There are many myths and misconceptions around Autism Spectrum Disorder (ASD). Here, we shed some light on three of the most well-known.
Slowly but surely, awareness of autism spectrum disorder (ASD) is growing across the world. Around 1 in 200 Aussies have autism (ABS, 2012), and boys are four times more likely to have autism than girls.
Autism is a complex lifelong condition, but it’s gradually becoming better understood by both medical researchers and the general public alike. It affects the way someone interacts with the world around them, as well as with other people. As ASD can be very variable, the word ‘spectrum’ describes the range of difficulties that someone with autism may experience.
There are still many myths and misconceptions surrounding autism, most of which stem from times when ASD was poorly understood. Let’s take a look at a few of these, and then dispel them with solid, scientific knowledge!
Perhaps the most prevalent myth of all, but one that has been consistently debunked time and time again. The Australian Government’s Department of Health state that there is no evidence that thiomersal, a preservative used to prevent bacterial and fungal contamination, can cause any health problems including autism.
What’s more, since 2000, Australia’s National Immunisation Program does not even include thiomersal in its vaccines, as they are made in sealed vials, negating the need for a preservative.

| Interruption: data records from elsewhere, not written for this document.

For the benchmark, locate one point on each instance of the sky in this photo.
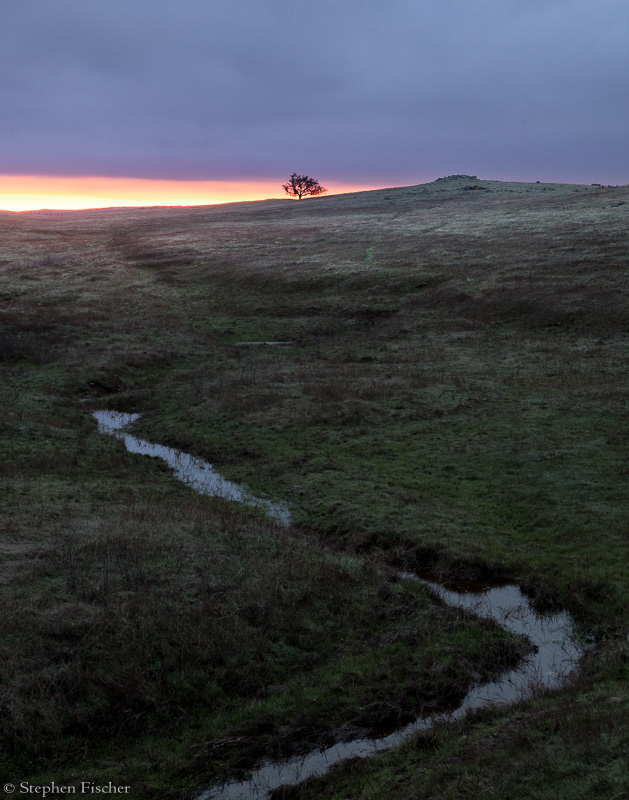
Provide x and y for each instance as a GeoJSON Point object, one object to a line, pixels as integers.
{"type": "Point", "coordinates": [168, 102]}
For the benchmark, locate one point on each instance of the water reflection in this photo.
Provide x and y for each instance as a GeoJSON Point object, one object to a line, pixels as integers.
{"type": "Point", "coordinates": [193, 471]}
{"type": "Point", "coordinates": [555, 657]}
{"type": "Point", "coordinates": [557, 654]}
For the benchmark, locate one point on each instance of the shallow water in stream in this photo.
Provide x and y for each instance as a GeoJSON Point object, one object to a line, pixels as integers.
{"type": "Point", "coordinates": [557, 652]}
{"type": "Point", "coordinates": [194, 471]}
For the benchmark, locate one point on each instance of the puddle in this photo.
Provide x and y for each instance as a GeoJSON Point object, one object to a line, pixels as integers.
{"type": "Point", "coordinates": [549, 667]}
{"type": "Point", "coordinates": [194, 471]}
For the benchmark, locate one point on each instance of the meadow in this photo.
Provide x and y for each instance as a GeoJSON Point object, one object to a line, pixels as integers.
{"type": "Point", "coordinates": [434, 378]}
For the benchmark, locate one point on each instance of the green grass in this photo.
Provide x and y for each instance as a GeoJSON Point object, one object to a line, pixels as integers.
{"type": "Point", "coordinates": [451, 393]}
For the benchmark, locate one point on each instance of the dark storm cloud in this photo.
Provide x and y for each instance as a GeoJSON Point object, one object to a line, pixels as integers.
{"type": "Point", "coordinates": [352, 90]}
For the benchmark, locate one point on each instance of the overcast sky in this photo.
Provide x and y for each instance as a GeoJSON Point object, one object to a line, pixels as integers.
{"type": "Point", "coordinates": [389, 92]}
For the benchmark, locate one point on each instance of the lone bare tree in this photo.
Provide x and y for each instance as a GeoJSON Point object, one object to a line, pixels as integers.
{"type": "Point", "coordinates": [301, 185]}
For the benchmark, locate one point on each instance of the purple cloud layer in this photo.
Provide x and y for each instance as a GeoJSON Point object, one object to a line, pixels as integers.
{"type": "Point", "coordinates": [357, 90]}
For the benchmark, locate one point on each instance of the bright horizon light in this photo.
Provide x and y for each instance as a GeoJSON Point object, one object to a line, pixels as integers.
{"type": "Point", "coordinates": [39, 192]}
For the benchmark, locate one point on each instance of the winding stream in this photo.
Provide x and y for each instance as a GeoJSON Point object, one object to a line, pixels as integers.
{"type": "Point", "coordinates": [193, 471]}
{"type": "Point", "coordinates": [556, 656]}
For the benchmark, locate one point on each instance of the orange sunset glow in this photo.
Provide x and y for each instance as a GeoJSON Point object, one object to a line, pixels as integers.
{"type": "Point", "coordinates": [32, 192]}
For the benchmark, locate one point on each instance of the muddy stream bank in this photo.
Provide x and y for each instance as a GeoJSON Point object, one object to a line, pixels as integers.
{"type": "Point", "coordinates": [552, 635]}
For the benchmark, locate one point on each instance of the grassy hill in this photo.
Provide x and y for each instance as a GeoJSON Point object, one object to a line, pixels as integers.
{"type": "Point", "coordinates": [433, 377]}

It was once theorised that the MMR jab (measles, mumps and rubella) could specifically cause autism, catching the attention of the international press. However, that theory was quickly proven to be inaccurate and the data fraudulent, and all studies since have completely dismissed the idea.
If you look at the figures quoted by the ABS that the number of people with autism has increased by 79% from 2009 to 2012, you may believe this myth has an element of truth to it. It is true that there has been an increase in the number of people diagnosed with autism, but that does not mean that there is an autism epidemic.
An explanation on why it may appear as though autism is on the rise is because there have been notable advances made around how autism is diagnosed. These advances mean that we are now able to identify autism much more easily than we were previously, and recognise subtle signs of autism at a much earlier age.
In the past, it was sometimes thought that many people who had autism were introverted or shy. An article in Raising Children states that people who may have been undiagnosed a decade ago may well have been today.
These days, we can better understand how autism affects people differently and the spectrum which it covers. Diagnoses which were previously separate from one another are now being covered under the one name, ASD, also making it appear as though there has been a more dramatic increase.
This is perhaps one of the most absurd of the autism myths, and its origins are completely baseless. People with autism can feel and experience a huge range of emotions including love and affection, and they can sometimes be even more pronounced than usual.
However, this misconception perhaps abounds because people with ASD may find it particularly difficult to express these emotions, or communicate freely about what they are feeling. Often, people with autism can and do display emotions, but they do so as and when they feel comfortable.